The major drawback of VCE is the large amount of video footage generated, as medical staff are required to watch hours of recorded video. In these recordings, the section of interest is a tiny subset of the total video, and fluctuating image quality renders large parts unusable for diagnostic purposes. VCE, in combination with AI, has the potential to massively reduce the diagnostic evaluation time currently needed to interpret a rising amount of VCE footage. This could lead to VCE becoming a cost-efficient and widely used diagnostic method, as observed in other modalities, such as AI-assisted X-Ray evaluation8.

The successful development of AI models requires substantial quantities of high-quality data, as well as precise and rigorous annotations9. However, the availability of large datasets is scarce; the VCE-datasets thus far publicly available are either relatively small10 or are limited to specific questions (e.g., quality, ulcers, bleeding, polyps, anatomy)6,10,11. To further drive the progress of AI in VCE, the creation of large, preprocessed, and annotated datasets is necessary6,12. Most academic research projects process their own data, which is tailored to their specific tasks13,14 and do not make their datasets publicly available. The drawback of such an individualistic approach is that it necessitates a disproportionate amount of resources, limiting the progress of research. The existence of large, high-quality datasets could reduce the cost and effort involved in developing research for VCE and other medical technologies15.

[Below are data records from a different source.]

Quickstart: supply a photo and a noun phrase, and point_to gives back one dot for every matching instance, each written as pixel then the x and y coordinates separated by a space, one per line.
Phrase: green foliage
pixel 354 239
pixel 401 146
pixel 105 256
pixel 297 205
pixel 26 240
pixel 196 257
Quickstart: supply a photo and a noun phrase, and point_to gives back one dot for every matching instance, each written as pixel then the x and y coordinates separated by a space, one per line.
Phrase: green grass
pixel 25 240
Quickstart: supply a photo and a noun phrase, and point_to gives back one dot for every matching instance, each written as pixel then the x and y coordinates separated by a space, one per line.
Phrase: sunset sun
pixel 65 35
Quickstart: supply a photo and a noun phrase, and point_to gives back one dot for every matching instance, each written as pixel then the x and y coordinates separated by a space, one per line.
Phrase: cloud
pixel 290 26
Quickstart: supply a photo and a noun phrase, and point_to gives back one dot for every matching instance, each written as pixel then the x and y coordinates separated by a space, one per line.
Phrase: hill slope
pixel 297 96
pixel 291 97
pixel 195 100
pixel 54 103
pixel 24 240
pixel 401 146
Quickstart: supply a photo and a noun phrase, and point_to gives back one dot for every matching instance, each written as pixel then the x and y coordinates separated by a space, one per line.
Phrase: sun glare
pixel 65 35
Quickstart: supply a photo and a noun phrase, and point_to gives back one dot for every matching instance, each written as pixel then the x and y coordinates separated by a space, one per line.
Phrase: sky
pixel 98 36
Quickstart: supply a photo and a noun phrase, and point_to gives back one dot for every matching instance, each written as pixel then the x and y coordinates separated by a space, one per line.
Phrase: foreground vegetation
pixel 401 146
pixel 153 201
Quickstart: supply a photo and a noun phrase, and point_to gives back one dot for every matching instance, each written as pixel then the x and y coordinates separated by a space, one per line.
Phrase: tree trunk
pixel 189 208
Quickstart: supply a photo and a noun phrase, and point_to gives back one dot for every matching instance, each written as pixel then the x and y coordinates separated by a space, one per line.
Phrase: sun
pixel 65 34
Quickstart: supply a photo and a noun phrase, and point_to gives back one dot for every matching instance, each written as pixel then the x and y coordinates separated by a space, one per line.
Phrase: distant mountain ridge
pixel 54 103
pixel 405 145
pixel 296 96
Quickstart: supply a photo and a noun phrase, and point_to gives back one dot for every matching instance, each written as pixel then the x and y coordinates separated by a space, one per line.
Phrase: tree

In this publication, we introduce a dataset that marks a significant advancement in the field of capsule endoscopic research. In the domain of VCE, two extensive public datasets already exist: *Kvasir*10 (featuring 47,238 frames with 14 various anatomical and findings labels) and *Rhode Island*11 (including a large number of annotated frames [5,247,588] on four anatomical organs). The *Galar* dataset offers a valuable contribution to the field, as it includes 29 distinct labels, incorporating a broad range of functional, anatomical, and pathological annotations while still providing 3,513,539 annotated frames.

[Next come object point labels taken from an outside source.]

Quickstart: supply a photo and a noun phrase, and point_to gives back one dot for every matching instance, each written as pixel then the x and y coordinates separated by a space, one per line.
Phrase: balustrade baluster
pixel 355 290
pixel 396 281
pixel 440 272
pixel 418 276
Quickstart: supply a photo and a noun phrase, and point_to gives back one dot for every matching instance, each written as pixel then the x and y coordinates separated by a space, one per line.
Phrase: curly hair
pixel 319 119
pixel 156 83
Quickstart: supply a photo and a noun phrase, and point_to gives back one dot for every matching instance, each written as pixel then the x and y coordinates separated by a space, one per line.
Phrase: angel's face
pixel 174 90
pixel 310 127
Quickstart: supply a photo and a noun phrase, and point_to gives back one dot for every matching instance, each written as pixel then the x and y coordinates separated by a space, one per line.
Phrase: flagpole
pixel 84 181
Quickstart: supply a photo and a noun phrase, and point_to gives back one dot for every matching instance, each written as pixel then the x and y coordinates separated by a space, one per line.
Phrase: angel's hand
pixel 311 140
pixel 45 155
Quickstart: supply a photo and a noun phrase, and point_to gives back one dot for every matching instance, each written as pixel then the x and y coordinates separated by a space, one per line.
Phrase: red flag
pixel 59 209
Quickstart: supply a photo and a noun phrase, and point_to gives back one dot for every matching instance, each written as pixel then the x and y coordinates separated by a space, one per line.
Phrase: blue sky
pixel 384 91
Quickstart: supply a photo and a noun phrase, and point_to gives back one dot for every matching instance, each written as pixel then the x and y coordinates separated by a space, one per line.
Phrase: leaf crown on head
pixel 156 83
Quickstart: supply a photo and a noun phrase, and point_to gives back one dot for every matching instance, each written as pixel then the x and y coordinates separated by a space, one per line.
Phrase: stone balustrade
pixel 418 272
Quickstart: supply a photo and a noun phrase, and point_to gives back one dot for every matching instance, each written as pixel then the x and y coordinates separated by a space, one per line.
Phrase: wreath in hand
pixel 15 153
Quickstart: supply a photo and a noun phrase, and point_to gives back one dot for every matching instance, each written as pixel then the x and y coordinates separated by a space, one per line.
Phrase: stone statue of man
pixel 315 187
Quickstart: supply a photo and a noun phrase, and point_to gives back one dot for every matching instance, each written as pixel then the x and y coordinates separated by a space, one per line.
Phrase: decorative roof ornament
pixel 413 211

Multidisciplinary and multicenter VCE research is needed for the clinical use of AI in patient diagnosis6,16. The *Galar* dataset consists of VCE data from two endoscopy centers in Germany, with two different capsule systems (Olympus™ Endocapsule 10 System, PillCam™ SB2, SB3, and Colon2 Capsule Endoscopy Systems17,18).

In summary, we provide a multicentric, multisystem dataset with high frame count and the most diverse and detailed annotations to date. These characteristics establish *Galar* as a robust resource for training machine learning models in video capsule endoscopy.

## Methods

Videos were collected from the University Hospital Carl Gustav Carus (Dresden, Germany) and from an outpatient practice for gastroenterology (Dippoldiswalde, Germany). VCE recordings were obtained from August 2011 to March 2023 using the Olympus™ Endocapsule 10 System (Hamburg, Germany) as well as the PillCam™ SB2, SB3, and Colon Capsule Endoscopy Systems (Meerbusch, Germany)17,18. The videos were initially generated in proprietary data formats and were converted to the Moving Picture Experts Group (MPEG) format. The video resolution ranged from 336 x 336 pixels (Olympus™) to 576 x 576 pixels (PillCam™). Out of the 449 recordings, 80 videos were pre-selected for annotation based on the related findings by selecting only pathological videos for annotation. To de-identify VCE recordings, randomly generated study IDs were assigned, and the videos were cut. Afterwards, videos were transferred to university servers. There each video in the dataset was labeled framewise, resulting in 3,513,539 labeled frames.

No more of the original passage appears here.